Tuesday, September 30, 2014

Laughing at the Status Quo

            Humor has often been used as a tool for highlighting incongruities in the status quo. When the underdog pokes at the party in power, we laugh; when the powerful stab at the weak, we cringe. This dynamic is especially helpful and effective in discussions of colonization. Imperial European colonization of indigenous peoples has destroyed many livelihoods and nations, leaving the original inhabitants without land and, often, without recognized identity. The stories of King, Kasaipwalova and Grace take some action to reassert that ownership of the land and of the national identity, and they do it largely through humor directed at the oppressing power.
            King’s story, “Borders,” deals largely with this issue of displacement in the colonized world. The mother here refuses to give up her Blackfoot heritage by identifying herself in terms of the arbitrary borders of the United States and Canada. She obviously knows on which side she lives, but she will not recognize the right of the border patrol to classify her as such. She is a citizen of the Blackfoot nation, and only of the Blackfoot nation. Her small act of civil disobedience draws media attention and forces those in power on the border to question their insistence that she declare herself.
            “Betel Nut is Bad Magic for Aeroplanes,” by John Kasaipwalova, also portrays an act of civil disobedience, executed by the oppressed against the oppressor. The university student narrating the tale chooses to use his native dialect when recounting the events, but his words to the authority are in perfect standard English. He does not conform to the laws or customs of the new regime, except when helpful to his cause. He uses his mastery of their language to flummox the police, who are described with lower-than-average mental capacity and higher-than-average lust for power. By not adhering to any arbitrary whim of the police, he causes both those in power and those oppressed to question the laws and the ownership of the nation. He announces, in hearing of the crowd that this is “[a]lways like you white racists. Each time you know you or wrong or want to bully us black people, you have to use the police on us” (616).  These incendiary words suggest that the power here comes only from force, and not from any admirable source. By drawing attention to this phenomenon, and thus drawing the support of all the angered onlookers, the student beats the weapon-laden police at their own game.
            Patricia Grace raises a similar incongruity in “Ngati Kangaru.” When her characters take over the vacation homes of foreign holidaymakers, they do so without legal permission of any kind.
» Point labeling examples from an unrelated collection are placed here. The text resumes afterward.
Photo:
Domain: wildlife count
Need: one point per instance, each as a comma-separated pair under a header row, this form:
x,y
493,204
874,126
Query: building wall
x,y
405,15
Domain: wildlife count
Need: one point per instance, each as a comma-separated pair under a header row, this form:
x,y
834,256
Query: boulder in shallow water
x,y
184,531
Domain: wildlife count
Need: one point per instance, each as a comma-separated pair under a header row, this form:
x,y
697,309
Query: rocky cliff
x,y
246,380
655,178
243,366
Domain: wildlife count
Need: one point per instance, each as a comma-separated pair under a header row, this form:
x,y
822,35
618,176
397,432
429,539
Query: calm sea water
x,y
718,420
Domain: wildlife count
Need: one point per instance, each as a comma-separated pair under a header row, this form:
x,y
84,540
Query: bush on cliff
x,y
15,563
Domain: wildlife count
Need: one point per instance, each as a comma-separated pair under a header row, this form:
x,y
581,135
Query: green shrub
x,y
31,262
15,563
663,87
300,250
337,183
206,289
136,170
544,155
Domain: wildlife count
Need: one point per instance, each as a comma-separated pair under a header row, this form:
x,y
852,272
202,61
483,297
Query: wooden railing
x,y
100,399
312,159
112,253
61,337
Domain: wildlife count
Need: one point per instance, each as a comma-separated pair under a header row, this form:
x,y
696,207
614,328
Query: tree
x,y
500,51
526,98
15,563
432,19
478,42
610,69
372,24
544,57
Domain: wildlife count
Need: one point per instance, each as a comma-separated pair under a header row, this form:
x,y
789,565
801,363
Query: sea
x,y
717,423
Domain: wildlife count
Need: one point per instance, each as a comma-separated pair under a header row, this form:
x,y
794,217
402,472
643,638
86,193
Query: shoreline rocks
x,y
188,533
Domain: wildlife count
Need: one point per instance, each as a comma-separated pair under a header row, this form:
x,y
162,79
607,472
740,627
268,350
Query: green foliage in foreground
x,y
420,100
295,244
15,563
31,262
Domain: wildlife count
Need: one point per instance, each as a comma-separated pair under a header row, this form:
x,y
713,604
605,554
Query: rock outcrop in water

They bolster the communities by placing yearlong inhabitants and they return thousands of families to their native land at negligible cost. When the holidaymakers return to find their homes occupied, the local businesses and most people who address this topic side with the indigenous, interloping inhabitants. This raises questions about the status quo and forces us to wonder who is imposing on whom in this situation.

            All three of these tales address issues of colonization, displacement and power dynamics. By refusing to submit to the legal proceedings of the oppressing power, the indigenous people are able to assert their own identity. When they are laughing at the parties in power, they are winning.